Dolayısıyla AKP, kendi işçi emekçi yoksul taban kesimlerini, işçi eylemlerine sempatiden yalıtamıyor. Zaten son grev dalgasındaki işçi kesimlerinin önemli bir bölümü eskiden AKP’li olan ya da AKP’ye oy veren, ama yakın dönemlerde AKP’den çözülmeye başlayan işçi kesimleri. Kendi tabanında, kadın sorununu çok daha ağır biçimde yaşayan, bu konudaki tepkilerini de daha fazla hissettirmeye başlayan (örneğin Erdoğan Sezen Aksu’yu hedefe koymaktan aynı zamanda kendi tabanındaki kadınlardan gelen tepkilerle geri adım atmak zorunda kaldı) kadınların ise, modern kadın hareketinden etkilenmesini var gücüyle engellemeye çalışıyor.
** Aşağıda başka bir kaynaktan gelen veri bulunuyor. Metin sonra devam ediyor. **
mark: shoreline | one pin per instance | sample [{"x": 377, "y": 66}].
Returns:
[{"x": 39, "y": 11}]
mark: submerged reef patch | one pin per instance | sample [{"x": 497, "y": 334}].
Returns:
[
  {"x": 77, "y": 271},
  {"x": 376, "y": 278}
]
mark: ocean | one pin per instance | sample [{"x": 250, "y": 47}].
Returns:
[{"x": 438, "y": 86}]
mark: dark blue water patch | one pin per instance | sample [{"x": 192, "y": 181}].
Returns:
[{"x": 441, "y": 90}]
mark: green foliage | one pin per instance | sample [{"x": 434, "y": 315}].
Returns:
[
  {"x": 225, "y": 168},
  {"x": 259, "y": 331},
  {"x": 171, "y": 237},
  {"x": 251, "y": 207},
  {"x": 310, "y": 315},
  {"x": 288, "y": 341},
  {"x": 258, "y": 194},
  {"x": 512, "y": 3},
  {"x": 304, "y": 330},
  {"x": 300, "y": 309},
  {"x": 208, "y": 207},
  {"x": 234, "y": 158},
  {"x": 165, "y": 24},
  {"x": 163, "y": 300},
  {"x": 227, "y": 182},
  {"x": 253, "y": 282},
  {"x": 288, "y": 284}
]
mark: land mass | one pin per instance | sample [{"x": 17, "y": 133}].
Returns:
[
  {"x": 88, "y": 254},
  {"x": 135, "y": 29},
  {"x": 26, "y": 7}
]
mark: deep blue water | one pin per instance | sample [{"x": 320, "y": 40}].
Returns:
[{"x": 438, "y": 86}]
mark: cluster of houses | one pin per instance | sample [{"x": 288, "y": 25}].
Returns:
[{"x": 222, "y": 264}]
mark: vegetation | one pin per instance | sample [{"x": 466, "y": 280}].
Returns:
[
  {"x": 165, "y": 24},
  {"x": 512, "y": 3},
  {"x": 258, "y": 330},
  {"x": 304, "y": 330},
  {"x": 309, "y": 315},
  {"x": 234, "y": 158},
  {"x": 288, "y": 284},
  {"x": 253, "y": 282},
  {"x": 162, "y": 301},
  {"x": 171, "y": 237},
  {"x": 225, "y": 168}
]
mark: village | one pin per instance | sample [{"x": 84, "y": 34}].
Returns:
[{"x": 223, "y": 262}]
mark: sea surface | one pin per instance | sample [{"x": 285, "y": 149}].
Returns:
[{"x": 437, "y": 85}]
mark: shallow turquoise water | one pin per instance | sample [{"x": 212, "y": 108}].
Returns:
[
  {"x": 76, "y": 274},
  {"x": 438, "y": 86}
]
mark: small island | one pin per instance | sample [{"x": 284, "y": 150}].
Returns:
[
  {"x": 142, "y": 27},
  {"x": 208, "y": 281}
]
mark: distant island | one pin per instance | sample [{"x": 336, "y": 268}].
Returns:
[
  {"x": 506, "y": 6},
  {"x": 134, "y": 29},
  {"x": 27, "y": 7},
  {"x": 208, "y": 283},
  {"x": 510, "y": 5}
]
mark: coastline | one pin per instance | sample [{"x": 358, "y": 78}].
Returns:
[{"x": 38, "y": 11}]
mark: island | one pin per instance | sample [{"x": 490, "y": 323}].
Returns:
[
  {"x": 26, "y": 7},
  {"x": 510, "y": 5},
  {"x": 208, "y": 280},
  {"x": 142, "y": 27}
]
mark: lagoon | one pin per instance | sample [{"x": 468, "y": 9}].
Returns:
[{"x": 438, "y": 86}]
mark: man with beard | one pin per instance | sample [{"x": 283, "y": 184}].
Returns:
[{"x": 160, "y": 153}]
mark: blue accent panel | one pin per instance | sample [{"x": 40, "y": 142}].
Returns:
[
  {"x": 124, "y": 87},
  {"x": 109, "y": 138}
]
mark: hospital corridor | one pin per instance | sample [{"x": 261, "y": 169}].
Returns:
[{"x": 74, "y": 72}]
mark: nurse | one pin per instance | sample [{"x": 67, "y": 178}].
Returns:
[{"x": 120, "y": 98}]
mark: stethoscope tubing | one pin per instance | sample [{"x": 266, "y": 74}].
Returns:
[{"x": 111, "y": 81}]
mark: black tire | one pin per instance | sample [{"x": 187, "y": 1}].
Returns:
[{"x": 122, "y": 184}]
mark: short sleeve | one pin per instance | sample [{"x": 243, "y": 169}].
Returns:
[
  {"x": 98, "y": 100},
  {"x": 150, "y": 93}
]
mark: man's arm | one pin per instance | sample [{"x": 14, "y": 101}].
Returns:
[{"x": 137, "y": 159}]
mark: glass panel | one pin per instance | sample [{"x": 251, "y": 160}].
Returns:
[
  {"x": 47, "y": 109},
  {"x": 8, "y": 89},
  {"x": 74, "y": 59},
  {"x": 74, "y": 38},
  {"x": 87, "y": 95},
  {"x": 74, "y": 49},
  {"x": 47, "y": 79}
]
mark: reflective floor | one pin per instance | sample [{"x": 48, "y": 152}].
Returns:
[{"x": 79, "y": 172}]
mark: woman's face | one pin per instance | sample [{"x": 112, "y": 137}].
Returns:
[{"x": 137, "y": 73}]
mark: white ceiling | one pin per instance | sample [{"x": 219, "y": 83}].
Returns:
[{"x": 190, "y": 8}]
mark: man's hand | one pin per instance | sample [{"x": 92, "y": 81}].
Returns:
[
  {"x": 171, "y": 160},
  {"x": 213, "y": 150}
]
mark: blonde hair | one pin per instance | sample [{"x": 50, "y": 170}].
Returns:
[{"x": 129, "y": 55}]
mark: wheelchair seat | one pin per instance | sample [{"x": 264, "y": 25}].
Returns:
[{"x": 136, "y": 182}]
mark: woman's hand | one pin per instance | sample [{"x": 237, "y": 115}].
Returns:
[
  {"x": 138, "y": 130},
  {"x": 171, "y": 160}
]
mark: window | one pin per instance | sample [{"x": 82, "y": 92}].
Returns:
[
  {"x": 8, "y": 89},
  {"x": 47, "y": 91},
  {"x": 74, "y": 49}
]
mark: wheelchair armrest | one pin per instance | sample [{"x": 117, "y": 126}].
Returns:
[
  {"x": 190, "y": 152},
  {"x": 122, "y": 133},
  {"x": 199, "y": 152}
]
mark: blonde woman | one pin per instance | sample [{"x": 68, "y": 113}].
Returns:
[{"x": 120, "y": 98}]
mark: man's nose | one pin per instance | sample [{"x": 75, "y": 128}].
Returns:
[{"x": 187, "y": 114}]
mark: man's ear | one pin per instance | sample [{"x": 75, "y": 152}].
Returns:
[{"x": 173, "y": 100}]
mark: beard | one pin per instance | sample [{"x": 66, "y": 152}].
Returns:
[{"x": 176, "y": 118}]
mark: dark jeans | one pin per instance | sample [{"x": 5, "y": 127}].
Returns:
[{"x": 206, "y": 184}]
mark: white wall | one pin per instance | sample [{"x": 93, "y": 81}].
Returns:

Bu açıdan grev dalgasında kadın işçilerin öne çıkması, bir çok kadın işçi emekçi için esinleyici olması, kadın hareketinin emek eksenine daha yakın kesimleri ile grevci kadın işçiler arasında artan etkileşim ve dinamizm de, AKP’nin ataerkil kalkanını zora sokan, onda yeni delikler açan etkenlerden biri.
Bu açıdan zaten her koşulda yapılacak 8 Mart kadın yürüyüşünün, tüm engel ve müdahale girişimlerine karşın fiilen ve en büyük kitlesellikle yapılması, her türlü devlet/polis engel ve müdahalesine karşı en büyük toplumsal tepkinin gösterilmesi, AKP’nin bu alandaki kırılganlığını derinleştirmeye adaydır.
Bu açıdan kadın hareketinin daha geniş bir kesiminin, bu 8 Mart eylemlerinde, kaçınılmaz olarak, kadınların her zaman daha ağır etkilendiği, fahiş zamlara, yoksulluğa, güvencesizliğe karşı mücadeleyi (kadınlara şiddete karşı mücadeleyle birlikte) öne çıkarması, grev dalgasında öne çıkan kadın işçilerin kadın ve işçi mücadelesini birleştirmesini sembolleştirmesi, önemli bir gelişmedir. Kadın hareketi içindeki, geriye çekici üst ve giderek orta sınıf, liberal kimlikçi anlayışlarından ayrışma sürecini ve daha emek temelli ve eksenli bir hatta yakınlaşma eğilimini güçlendirebileceği gibi, kadın hareketinin iktidar tabanındaki muhafazakar eğilimli kadın işçi, emekçiler üzerindeki çekim gücünü artıracak, kapitalist-ataerkil devlet ve düzen partilerinden çözülme sürecini hızlandırabilecektir.